When I first took the leap from post-it note scribbler walking the corridors of a hospital to dedicated hopeful at the computer each night I had no idea what kind of journey I was undertaking. I didn’t know whether or not I would be a fast or slow writer, poetic or snappy, happy or miserable. Most aspiring writers imagine themselves in a certain style or genre, and I was no different – a cross between Stephen King and Alice Sebold perhaps - but the theoretical version of yourself as a writer might be quite different to what translates to the page. I have said before that the first novel I wrote wasn’t up to much, and my idea of editing was up to even less. But still what I produced surprised me. Inspired me even. But nothing about that mattered; not how long or took, how bad it was, nor the style. Because what shifted when I decided to sit down that first night in front of my computer instead of the television was my mindset. It was that change in my attitude that would take me from a person who finished reading a book to a person who finished writing one. The decision to stop hesitating, the decision to take the risk, and more importantly than anything else the decision to take my writing seriously was the step that drove me into the career which I now love.
I had long dreamed of writing as a job, of getting to do it every day, with or without the beach house. I was never very sure about my chosen ‘safe’ career as a scientist, and almost gave it up a number of times. I suppose fear of failure held me back; of failing at being a scientist, and failing at having any clue how to go about doing what I really wanted to do. I had attended a school that was very driven when it came to studying at university, courses that drove students into real jobs. So a writer might have been OK if I had wanted to be a journalist. But novel writer? Perhaps I’d like to be an English teacher instead they suggested.
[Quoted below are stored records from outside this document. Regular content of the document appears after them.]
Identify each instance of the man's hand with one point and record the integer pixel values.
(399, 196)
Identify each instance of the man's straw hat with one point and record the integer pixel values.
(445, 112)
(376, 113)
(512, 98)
I didn’t.
It’s true that teenage dreams are often over ambitious, and more often still not based in any reality recognisable to others. I thought my dream of being a writer was a bit of a joke, so pretty much kept it to myself. People don’t take unlikely dreams seriously, enjoy scoffing at them and the perceived naivety of those people who dare to wish for something more. But that’s OK. Because once you’ve grown you don’t need anybody else to take your dreams seriously on your behalf. You only need to take them seriously yourself in order to make them a reality.